Actuel directeur de l’Institut national du Travail, de l’Emploi et de la Formation professionnelle (INTEFP),
notamment chargé d’assurer la formation des inspecteurs du travail, Hervé Lanouzière est l’un des plus fins connaisseurs du système français de santé et de sécurité au travail. Auparavant directeur général de l’Agence nationale pour l’amélioration des conditions de travail (Anact), il défend une conception non punitive de la prévention des risques professionnels. Dans l’entretien qu’il nous a accordé, il explique que la création du document unique a permis de passer d’une logique de réparation des accidents à une logique de prévention des risques. Il souligne aussi combien la culture de la prévention est compatible avec la culture entrepreneuriale.
Pour comprendre l’importance que revêt la création du document unique, peut-être faut-il la situer dans la longue histoire de la prévention des risques ?

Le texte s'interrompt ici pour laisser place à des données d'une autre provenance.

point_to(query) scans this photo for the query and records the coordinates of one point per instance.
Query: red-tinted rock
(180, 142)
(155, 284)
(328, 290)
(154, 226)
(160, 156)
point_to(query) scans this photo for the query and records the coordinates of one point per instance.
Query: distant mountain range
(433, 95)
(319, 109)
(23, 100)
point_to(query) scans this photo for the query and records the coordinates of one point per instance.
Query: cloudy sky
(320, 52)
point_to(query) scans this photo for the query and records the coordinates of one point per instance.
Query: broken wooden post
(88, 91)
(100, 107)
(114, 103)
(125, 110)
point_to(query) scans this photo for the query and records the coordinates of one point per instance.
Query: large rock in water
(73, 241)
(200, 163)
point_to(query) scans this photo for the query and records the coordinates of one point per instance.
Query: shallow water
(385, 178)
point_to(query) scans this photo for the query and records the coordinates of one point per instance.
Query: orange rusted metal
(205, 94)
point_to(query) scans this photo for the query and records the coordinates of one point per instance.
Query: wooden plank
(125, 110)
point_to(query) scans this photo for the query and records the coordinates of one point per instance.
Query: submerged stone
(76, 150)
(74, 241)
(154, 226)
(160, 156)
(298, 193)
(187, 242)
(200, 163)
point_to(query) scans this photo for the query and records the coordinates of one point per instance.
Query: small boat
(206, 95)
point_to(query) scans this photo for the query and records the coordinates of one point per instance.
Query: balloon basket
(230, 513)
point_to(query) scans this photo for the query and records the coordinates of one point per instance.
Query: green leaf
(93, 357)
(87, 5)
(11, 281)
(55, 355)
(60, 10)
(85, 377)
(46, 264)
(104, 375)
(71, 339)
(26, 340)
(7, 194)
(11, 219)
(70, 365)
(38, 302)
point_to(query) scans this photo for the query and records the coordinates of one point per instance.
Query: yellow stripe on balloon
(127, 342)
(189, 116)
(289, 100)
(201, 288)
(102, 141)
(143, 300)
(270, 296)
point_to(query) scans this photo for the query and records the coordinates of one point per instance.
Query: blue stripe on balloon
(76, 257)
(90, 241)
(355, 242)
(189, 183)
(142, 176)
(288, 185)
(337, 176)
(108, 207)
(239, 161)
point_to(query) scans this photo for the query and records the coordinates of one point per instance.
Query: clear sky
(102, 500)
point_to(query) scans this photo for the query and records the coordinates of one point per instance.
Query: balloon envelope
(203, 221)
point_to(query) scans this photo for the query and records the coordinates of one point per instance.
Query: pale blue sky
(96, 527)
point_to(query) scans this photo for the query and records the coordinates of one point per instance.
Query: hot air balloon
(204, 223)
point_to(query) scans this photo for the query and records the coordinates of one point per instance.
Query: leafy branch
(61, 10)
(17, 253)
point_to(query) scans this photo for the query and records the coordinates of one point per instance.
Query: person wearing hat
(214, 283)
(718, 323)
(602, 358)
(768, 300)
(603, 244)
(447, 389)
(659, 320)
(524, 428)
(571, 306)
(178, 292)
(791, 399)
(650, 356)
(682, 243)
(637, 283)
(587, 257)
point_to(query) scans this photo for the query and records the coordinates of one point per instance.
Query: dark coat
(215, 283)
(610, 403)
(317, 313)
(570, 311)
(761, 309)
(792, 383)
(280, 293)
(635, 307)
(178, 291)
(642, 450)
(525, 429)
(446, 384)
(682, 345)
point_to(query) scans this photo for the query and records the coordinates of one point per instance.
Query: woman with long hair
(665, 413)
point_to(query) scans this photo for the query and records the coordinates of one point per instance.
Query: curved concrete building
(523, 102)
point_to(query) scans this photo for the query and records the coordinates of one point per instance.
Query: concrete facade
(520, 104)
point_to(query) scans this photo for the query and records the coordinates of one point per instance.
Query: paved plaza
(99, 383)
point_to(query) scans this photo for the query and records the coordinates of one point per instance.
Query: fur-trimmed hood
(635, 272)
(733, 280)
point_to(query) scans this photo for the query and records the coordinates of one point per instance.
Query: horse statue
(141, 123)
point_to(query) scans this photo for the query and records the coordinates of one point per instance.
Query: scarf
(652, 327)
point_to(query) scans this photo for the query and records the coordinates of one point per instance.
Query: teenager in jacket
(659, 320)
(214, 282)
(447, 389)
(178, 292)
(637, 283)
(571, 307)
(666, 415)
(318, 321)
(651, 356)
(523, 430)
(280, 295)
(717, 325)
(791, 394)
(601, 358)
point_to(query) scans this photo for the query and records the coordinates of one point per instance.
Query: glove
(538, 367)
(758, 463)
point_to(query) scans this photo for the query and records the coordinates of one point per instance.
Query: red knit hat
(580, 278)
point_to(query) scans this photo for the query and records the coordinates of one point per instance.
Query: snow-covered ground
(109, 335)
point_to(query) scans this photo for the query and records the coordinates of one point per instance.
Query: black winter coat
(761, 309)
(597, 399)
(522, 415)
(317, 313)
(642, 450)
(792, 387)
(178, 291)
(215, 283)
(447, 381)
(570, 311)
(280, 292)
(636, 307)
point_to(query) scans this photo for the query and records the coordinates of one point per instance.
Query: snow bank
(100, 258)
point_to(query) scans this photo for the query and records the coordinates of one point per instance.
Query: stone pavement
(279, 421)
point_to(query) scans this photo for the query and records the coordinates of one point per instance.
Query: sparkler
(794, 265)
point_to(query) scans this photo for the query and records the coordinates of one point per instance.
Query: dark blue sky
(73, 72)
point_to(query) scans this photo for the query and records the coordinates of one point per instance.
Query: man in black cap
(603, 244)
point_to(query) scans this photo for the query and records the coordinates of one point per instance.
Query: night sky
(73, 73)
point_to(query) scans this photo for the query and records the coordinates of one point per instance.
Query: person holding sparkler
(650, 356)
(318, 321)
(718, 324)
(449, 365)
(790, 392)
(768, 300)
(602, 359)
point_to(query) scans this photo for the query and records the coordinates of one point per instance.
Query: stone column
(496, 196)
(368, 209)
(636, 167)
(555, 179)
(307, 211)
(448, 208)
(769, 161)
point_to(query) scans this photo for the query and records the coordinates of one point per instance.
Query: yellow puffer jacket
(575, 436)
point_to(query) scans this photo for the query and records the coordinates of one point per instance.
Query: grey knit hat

L’histoire de la santé et de la sécurité au travail a traversé, dans notre pays, quatre grandes périodes dont les effets se cumulent plus qu’ils ne se succèdent. La première grande époque commence, à grands traits, avec la loi de 1898 qui institue un principe de réparation qui sera confirmé lors de l’instauration de la sécurité sociale en 1946 : tout accident du travail doit donner lieu à une réparation forfaitaire et automatique, sans qu’il y ait lieu à recours de la victime. Même s’il s’agit bien sûr d’un progrès par rapport à la période précédente, dans laquelle les victimes n’étaient pas indemnisées, cette logique de réparation avait en germe ses propres limites : elle accréditait peu ou prou l’idée que les accidents du travail relevaient d’une sorte de fatalité qu’il s’agissait seulement de réparer. Ce système faisant primer la réparation sur la prévention explique, pour une large part, le retard pris par la France en matière de prévention des risques. Ainsi, le troisième Plan santé au travail (PST), adopté en 2016, déplorait encore que, dans notre pays, notre façon d’envisager la santé et la sécurité au travail soit trop marquée par une logique de réparation.
Pour autant, cette logique de réparation a été complétée, au fil du temps, par d’autres approches et dispositifs. Lesquels ?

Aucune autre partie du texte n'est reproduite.